From the beguiling, personal, damn near avant country romp of the opening title track, rich with sublty applied effects not least a fair amount of reverb echoing through the halls as if to evoke a haunting from the past to the snaky phat throb of instrumental “Rte 66 Revisited” that closes this record thirteen tracks later like some kind of funk demon prowling out the door, One Hand Up is an enticement, a gambol, a salmagundi of enchantments mixed with sure-handed production (Haglof with band member/fellow guitarist Mario Viele) and flat-out ace musicianship. It is, in short, a veritable soundtrack to the love story between joy and intensity.

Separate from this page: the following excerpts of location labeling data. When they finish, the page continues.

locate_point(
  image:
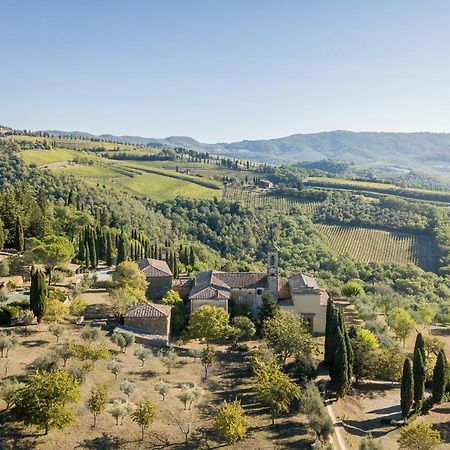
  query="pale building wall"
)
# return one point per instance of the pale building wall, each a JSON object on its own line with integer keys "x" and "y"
{"x": 249, "y": 298}
{"x": 155, "y": 325}
{"x": 308, "y": 304}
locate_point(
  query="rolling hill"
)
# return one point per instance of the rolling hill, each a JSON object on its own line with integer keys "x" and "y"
{"x": 426, "y": 151}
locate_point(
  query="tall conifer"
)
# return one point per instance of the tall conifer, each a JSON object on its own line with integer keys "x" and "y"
{"x": 439, "y": 378}
{"x": 19, "y": 241}
{"x": 407, "y": 389}
{"x": 419, "y": 378}
{"x": 109, "y": 250}
{"x": 38, "y": 295}
{"x": 341, "y": 381}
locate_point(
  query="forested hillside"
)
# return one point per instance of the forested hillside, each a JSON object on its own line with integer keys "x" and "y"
{"x": 39, "y": 200}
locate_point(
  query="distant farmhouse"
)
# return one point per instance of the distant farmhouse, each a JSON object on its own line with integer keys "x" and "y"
{"x": 242, "y": 290}
{"x": 265, "y": 184}
{"x": 158, "y": 275}
{"x": 149, "y": 319}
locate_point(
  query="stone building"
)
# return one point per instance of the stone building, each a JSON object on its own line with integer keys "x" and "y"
{"x": 149, "y": 318}
{"x": 228, "y": 290}
{"x": 158, "y": 275}
{"x": 308, "y": 300}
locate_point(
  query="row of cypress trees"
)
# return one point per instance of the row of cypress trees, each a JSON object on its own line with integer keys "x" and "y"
{"x": 338, "y": 351}
{"x": 102, "y": 243}
{"x": 414, "y": 377}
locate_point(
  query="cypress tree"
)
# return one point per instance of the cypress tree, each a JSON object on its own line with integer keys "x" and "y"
{"x": 341, "y": 381}
{"x": 92, "y": 250}
{"x": 333, "y": 333}
{"x": 70, "y": 198}
{"x": 19, "y": 242}
{"x": 87, "y": 256}
{"x": 2, "y": 235}
{"x": 81, "y": 246}
{"x": 191, "y": 257}
{"x": 121, "y": 250}
{"x": 348, "y": 346}
{"x": 407, "y": 389}
{"x": 419, "y": 378}
{"x": 38, "y": 295}
{"x": 109, "y": 250}
{"x": 439, "y": 378}
{"x": 328, "y": 327}
{"x": 420, "y": 344}
{"x": 350, "y": 357}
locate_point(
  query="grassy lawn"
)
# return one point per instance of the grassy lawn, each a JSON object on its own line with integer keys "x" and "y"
{"x": 160, "y": 187}
{"x": 94, "y": 171}
{"x": 43, "y": 157}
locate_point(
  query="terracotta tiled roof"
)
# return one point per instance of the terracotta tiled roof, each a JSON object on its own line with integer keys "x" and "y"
{"x": 323, "y": 297}
{"x": 210, "y": 293}
{"x": 218, "y": 285}
{"x": 149, "y": 310}
{"x": 154, "y": 268}
{"x": 248, "y": 280}
{"x": 301, "y": 280}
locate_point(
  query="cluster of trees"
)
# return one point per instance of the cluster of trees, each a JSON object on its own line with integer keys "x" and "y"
{"x": 338, "y": 351}
{"x": 414, "y": 377}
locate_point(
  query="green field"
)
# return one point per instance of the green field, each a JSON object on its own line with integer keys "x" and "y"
{"x": 368, "y": 245}
{"x": 43, "y": 157}
{"x": 160, "y": 187}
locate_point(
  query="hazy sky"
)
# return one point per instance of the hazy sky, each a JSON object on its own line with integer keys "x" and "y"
{"x": 225, "y": 70}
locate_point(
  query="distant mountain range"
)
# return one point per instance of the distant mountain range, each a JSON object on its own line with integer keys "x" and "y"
{"x": 425, "y": 151}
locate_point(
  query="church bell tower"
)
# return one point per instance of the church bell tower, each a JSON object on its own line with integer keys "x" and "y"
{"x": 272, "y": 271}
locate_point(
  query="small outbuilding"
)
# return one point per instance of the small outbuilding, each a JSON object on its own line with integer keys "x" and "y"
{"x": 158, "y": 275}
{"x": 149, "y": 318}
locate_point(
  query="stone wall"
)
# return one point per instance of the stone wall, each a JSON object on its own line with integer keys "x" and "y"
{"x": 248, "y": 298}
{"x": 155, "y": 325}
{"x": 195, "y": 304}
{"x": 158, "y": 287}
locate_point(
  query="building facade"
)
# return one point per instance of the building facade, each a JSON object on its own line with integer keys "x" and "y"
{"x": 158, "y": 275}
{"x": 243, "y": 291}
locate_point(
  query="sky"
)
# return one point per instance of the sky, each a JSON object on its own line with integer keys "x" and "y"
{"x": 225, "y": 70}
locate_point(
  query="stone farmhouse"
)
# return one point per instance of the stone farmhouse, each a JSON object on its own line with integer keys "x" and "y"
{"x": 158, "y": 275}
{"x": 242, "y": 291}
{"x": 149, "y": 322}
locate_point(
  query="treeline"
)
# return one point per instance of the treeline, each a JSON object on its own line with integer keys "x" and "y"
{"x": 418, "y": 194}
{"x": 224, "y": 235}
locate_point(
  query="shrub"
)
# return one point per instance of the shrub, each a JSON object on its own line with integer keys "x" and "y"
{"x": 8, "y": 313}
{"x": 87, "y": 352}
{"x": 162, "y": 388}
{"x": 90, "y": 333}
{"x": 127, "y": 387}
{"x": 122, "y": 340}
{"x": 231, "y": 422}
{"x": 115, "y": 367}
{"x": 77, "y": 306}
{"x": 48, "y": 362}
{"x": 419, "y": 437}
{"x": 7, "y": 342}
{"x": 80, "y": 371}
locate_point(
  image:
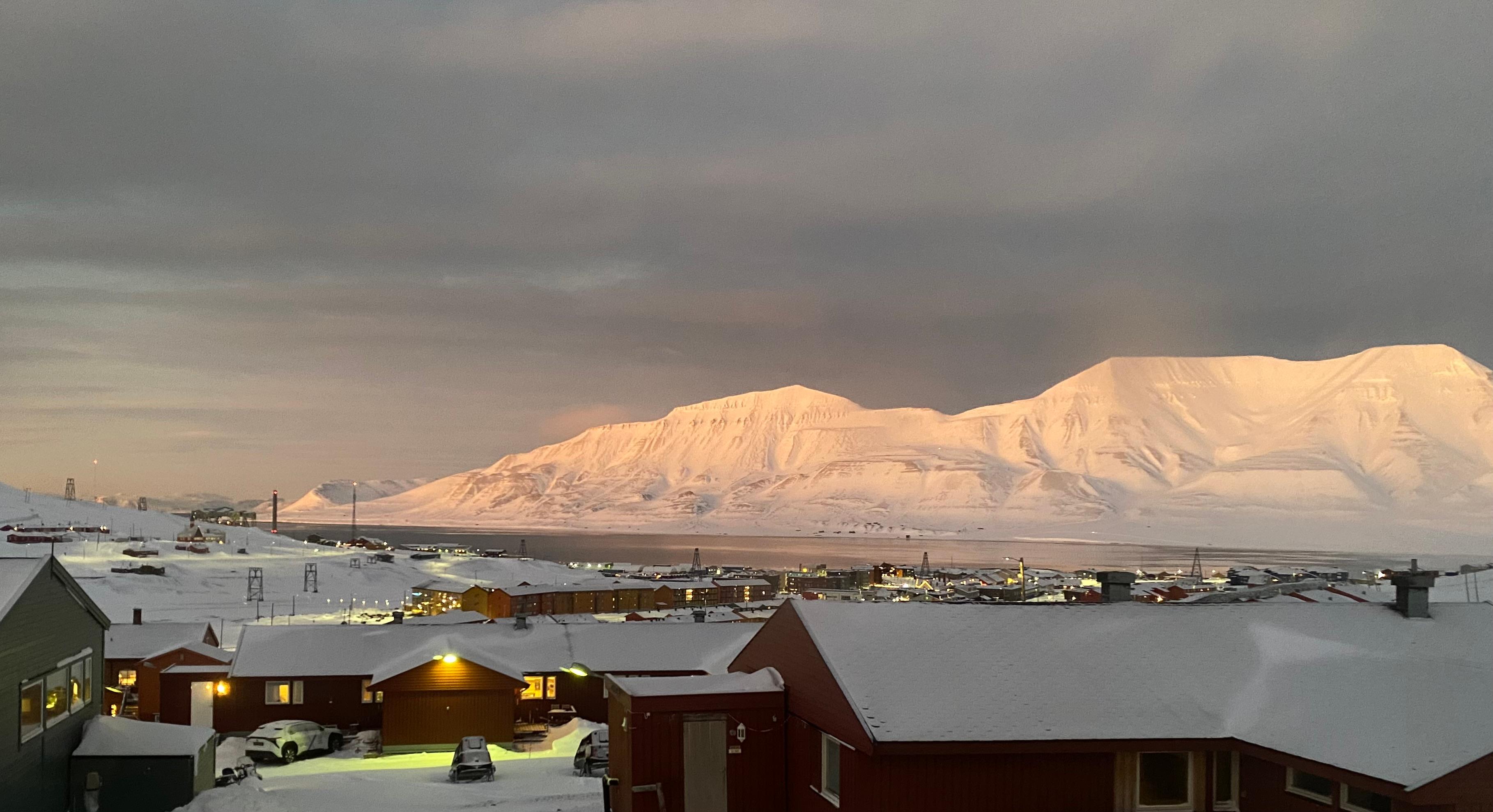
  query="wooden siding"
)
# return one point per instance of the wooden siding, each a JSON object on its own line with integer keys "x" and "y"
{"x": 446, "y": 717}
{"x": 332, "y": 701}
{"x": 813, "y": 692}
{"x": 48, "y": 623}
{"x": 463, "y": 675}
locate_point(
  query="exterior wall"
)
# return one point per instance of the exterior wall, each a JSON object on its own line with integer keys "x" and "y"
{"x": 444, "y": 717}
{"x": 332, "y": 701}
{"x": 45, "y": 626}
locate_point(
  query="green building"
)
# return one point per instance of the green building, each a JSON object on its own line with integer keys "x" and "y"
{"x": 51, "y": 666}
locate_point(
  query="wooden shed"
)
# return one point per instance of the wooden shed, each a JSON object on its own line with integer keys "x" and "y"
{"x": 702, "y": 744}
{"x": 142, "y": 766}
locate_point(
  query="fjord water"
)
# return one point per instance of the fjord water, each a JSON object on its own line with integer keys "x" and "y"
{"x": 789, "y": 553}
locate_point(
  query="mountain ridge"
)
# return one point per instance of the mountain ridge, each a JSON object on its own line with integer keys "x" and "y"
{"x": 1399, "y": 429}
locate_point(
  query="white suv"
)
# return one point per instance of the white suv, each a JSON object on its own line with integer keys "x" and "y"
{"x": 286, "y": 741}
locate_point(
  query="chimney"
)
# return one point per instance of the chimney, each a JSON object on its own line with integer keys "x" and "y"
{"x": 1413, "y": 592}
{"x": 1114, "y": 587}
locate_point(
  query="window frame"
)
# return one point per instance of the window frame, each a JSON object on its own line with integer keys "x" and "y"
{"x": 277, "y": 701}
{"x": 1308, "y": 795}
{"x": 41, "y": 708}
{"x": 1232, "y": 805}
{"x": 1350, "y": 807}
{"x": 1192, "y": 789}
{"x": 826, "y": 744}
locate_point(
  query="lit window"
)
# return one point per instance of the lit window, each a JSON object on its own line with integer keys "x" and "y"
{"x": 1308, "y": 786}
{"x": 1357, "y": 799}
{"x": 829, "y": 768}
{"x": 533, "y": 687}
{"x": 277, "y": 693}
{"x": 30, "y": 709}
{"x": 1226, "y": 781}
{"x": 57, "y": 696}
{"x": 1164, "y": 781}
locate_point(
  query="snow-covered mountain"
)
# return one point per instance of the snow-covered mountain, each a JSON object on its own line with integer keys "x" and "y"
{"x": 1399, "y": 434}
{"x": 333, "y": 495}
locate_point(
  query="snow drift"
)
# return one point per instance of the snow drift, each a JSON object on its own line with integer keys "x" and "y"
{"x": 1399, "y": 434}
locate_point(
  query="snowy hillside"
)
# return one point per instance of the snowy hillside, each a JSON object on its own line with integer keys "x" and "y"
{"x": 336, "y": 493}
{"x": 1398, "y": 436}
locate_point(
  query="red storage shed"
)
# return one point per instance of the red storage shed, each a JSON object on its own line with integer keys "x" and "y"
{"x": 698, "y": 742}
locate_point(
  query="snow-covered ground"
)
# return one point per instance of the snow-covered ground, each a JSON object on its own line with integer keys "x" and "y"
{"x": 213, "y": 587}
{"x": 1385, "y": 451}
{"x": 538, "y": 781}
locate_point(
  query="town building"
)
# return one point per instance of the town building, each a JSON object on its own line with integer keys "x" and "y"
{"x": 392, "y": 677}
{"x": 51, "y": 656}
{"x": 1068, "y": 708}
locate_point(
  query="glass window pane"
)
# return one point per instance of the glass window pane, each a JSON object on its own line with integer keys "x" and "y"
{"x": 30, "y": 709}
{"x": 1313, "y": 784}
{"x": 57, "y": 696}
{"x": 1367, "y": 801}
{"x": 1223, "y": 778}
{"x": 1164, "y": 778}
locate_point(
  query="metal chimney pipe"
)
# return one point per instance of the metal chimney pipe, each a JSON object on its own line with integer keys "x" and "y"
{"x": 1114, "y": 587}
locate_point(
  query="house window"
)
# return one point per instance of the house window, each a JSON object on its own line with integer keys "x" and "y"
{"x": 1226, "y": 781}
{"x": 1356, "y": 799}
{"x": 284, "y": 693}
{"x": 533, "y": 687}
{"x": 1164, "y": 781}
{"x": 829, "y": 768}
{"x": 30, "y": 709}
{"x": 1308, "y": 786}
{"x": 57, "y": 697}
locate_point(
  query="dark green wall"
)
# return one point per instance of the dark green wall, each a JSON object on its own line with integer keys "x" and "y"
{"x": 44, "y": 627}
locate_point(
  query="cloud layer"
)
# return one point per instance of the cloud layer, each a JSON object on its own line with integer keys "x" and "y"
{"x": 251, "y": 245}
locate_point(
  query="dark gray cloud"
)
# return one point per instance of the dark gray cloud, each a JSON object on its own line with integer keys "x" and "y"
{"x": 263, "y": 244}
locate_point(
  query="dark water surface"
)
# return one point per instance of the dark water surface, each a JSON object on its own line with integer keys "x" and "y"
{"x": 789, "y": 553}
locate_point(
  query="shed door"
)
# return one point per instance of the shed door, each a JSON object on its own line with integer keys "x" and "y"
{"x": 704, "y": 765}
{"x": 202, "y": 704}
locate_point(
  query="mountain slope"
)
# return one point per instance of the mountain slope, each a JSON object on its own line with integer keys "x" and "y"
{"x": 1401, "y": 430}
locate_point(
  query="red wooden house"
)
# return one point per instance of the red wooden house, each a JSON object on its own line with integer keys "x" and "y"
{"x": 1056, "y": 708}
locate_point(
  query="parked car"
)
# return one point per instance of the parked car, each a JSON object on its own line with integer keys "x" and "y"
{"x": 290, "y": 739}
{"x": 593, "y": 755}
{"x": 471, "y": 760}
{"x": 560, "y": 714}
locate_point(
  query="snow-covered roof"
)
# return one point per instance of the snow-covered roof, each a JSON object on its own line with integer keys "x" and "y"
{"x": 120, "y": 736}
{"x": 365, "y": 650}
{"x": 147, "y": 640}
{"x": 1291, "y": 677}
{"x": 16, "y": 577}
{"x": 756, "y": 683}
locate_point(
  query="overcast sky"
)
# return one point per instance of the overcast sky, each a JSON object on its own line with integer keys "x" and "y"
{"x": 265, "y": 244}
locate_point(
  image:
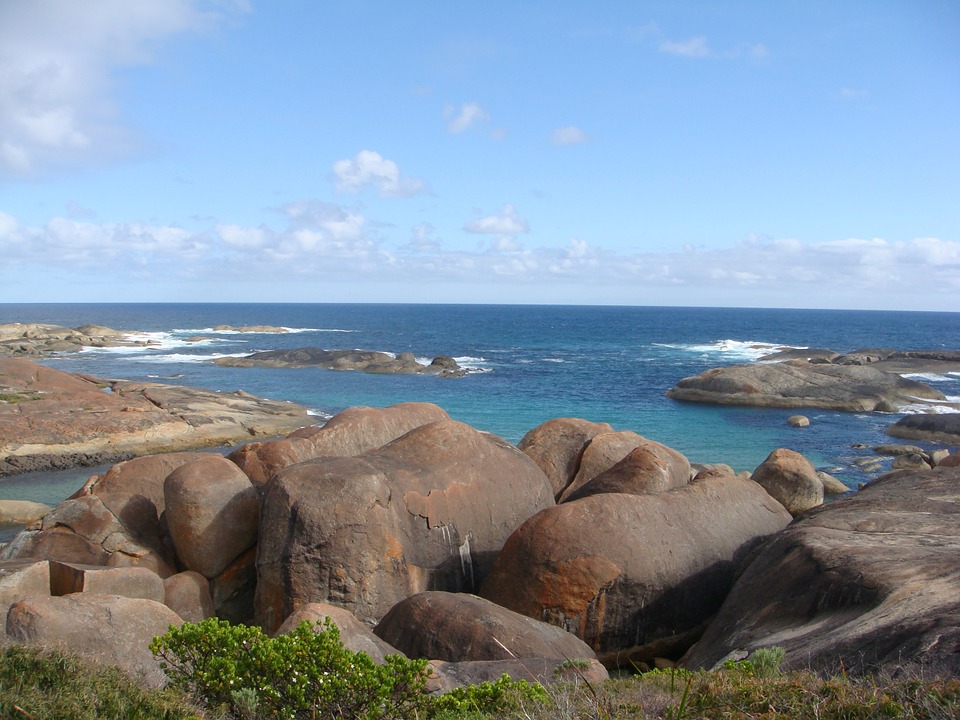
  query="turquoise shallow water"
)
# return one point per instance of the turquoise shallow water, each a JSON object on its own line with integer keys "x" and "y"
{"x": 532, "y": 363}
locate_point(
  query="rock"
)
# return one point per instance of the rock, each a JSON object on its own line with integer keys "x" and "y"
{"x": 913, "y": 460}
{"x": 188, "y": 595}
{"x": 863, "y": 585}
{"x": 354, "y": 634}
{"x": 796, "y": 383}
{"x": 21, "y": 512}
{"x": 348, "y": 433}
{"x": 213, "y": 512}
{"x": 60, "y": 420}
{"x": 791, "y": 479}
{"x": 634, "y": 576}
{"x": 556, "y": 446}
{"x": 832, "y": 486}
{"x": 427, "y": 511}
{"x": 370, "y": 361}
{"x": 86, "y": 531}
{"x": 140, "y": 476}
{"x": 458, "y": 627}
{"x": 445, "y": 676}
{"x": 647, "y": 469}
{"x": 107, "y": 628}
{"x": 20, "y": 579}
{"x": 938, "y": 427}
{"x": 134, "y": 582}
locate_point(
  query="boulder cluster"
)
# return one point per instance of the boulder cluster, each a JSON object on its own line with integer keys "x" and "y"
{"x": 421, "y": 535}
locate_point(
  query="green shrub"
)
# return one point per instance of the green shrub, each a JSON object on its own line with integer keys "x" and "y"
{"x": 305, "y": 674}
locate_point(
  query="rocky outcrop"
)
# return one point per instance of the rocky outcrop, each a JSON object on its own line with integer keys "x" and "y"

There’s “24-Hour Prayer Q-Beat” that brings that swampy urban blues vibe and begins with the none-more-universal line ‘Happiness come find me now/I can’t chase you down,’ “Club 2121” that could almost be mistaken for an obscure Isleys cover what with its Erniesque disco touch tripping across the delicately-strobed, futuristic landscape, “D.H.Y.B”‘s seductive heaviosity that manages to meld a honking three-saxophone phonk to a chunky guitar riff rhythm, the half hijink/half heartfelt (those proportions might be a tad off), presumably Covid-related “Girl vs. Guitar” with its clever lyrical jabs such as ‘gone so long, reach the ground/shutown, bad actors and casual idiots‘ and that’s not the, um, half of it. Oh, wait, there’s also the three Mitch Easter-mixed tracks that unsurprisingly merit mention:
Moody, fetching, fully immersive, “Slinky 66,” with its slyly rendered, slightly offhand lyrics (‘later dark, automated coffee, steaming cold‘ and why in hell have I never thought of that ‘steaming cold’ line before?), Haglof’s bold almost brassy guitar tone and, very much not least, CP Roth’s jazz-accentuated stick work, captures like some intoxicating mix of lounge and psych-pop, “Day 34” that carries a full-on wall-of-soundish dynamic that despites its sonic assault is one of One Hand Up‘s most nuanced tracks while the unsuspectingly complex “B.Q.E,” on the other hand, rides a loping seductive mid-Wyoming dude ranch rhythm smack into an unleashed guitar breakdown that more than upholds Haglof’s ‘let’s go!‘ come-on that prefaces it before the whole thing offramps off the Brooklyn-Queensway Expressway (for it is that) into a sunset no other artist we can think of could paint with such (seemingly) effortless conviction.
A triumph, then, you ask? Hell damn yes, we reply and not simply due its (substantial) musical merits alone but as well, if not more so, the kind of stylistic adventurousness that, again, Haglof and crew have carried off without a hitch. Nothing really sounds like – and therefore compares to – a Karen Haglof album and the unique quality of sound it brings to every release and, really, how few artists are there about which once could say that? Exactly.